What Makes an Initial Reaction Ready for Discussion?: Multi-Persona AI Support for Stance Reflection and Writing

2026-08-24Human-Computer Interaction

Human-Computer Interaction
AI summary

The authors studied how people prepare their opinions before joining a discussion. They created StanceLab, a tool that uses three different personas—an Interviewer, Mentor, and Opponent—to help users think through their stance from multiple angles. In a small pilot test, they found that having personas identify blind spots and objections is important, and that users need help managing responses from all personas.
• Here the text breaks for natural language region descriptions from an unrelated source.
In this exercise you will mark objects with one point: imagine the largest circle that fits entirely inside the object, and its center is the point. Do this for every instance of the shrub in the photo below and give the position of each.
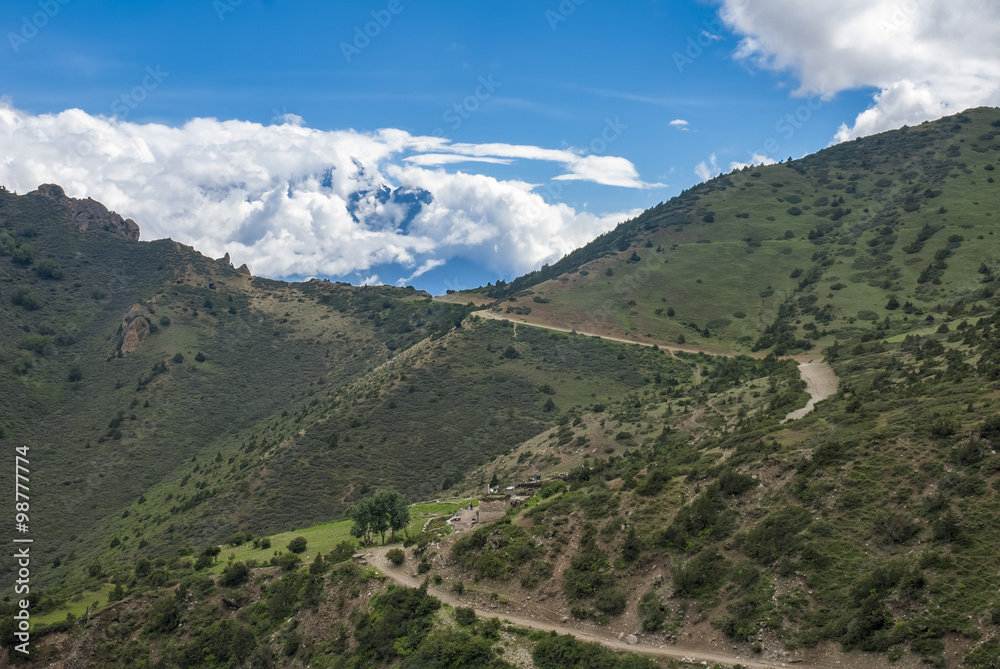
(652, 612)
(287, 561)
(341, 552)
(235, 574)
(49, 269)
(25, 299)
(465, 616)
The authors suggest improving the tool to better guide users from reflecting on different viewpoints to crafting clear, audience-aware messages.
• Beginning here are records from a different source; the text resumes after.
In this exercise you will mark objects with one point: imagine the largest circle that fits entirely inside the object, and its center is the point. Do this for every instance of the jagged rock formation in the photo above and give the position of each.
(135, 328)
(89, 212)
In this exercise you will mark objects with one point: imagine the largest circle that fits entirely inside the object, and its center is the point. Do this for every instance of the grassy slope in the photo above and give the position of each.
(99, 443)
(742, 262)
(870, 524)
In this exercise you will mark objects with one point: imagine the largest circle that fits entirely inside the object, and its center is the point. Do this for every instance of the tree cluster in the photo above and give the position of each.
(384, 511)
stance preparationpersona rolesLLM modeblind spotsaudience awarenessmessage revisionpilot studyreflectionsocial issue communicationmulti-perspective feedback
Authors
Sky Shih-Kai Hong, Mu-Tien Kuo, Wei-Ji Chen
Abstract
An initial reaction to a social or community issue can feel meaningful before it is ready to become a message: people still need to clarify the claim, anticipate audience risks, and decide how much reasoning should become visible to others. We present StanceLab, a prototype for preparing a stance before entering a discussion. The prototype compares a three-persona mode, where an Interviewer, Mentor, and Opponent respond in parallel to help users diagnose and revise a stance, with a standalone LLM mode. In a formative within-subject pilot with six participants and 12 task sessions, every session produced a short final message in the notepad. The pilot revealed two design requirements: persona roles should diagnose useful blind spots or objections, and parallel responses need coordination support. We propose a future diagnosis-and-writing workflow that turns persona-based reflection into selective, audience-aware final messages.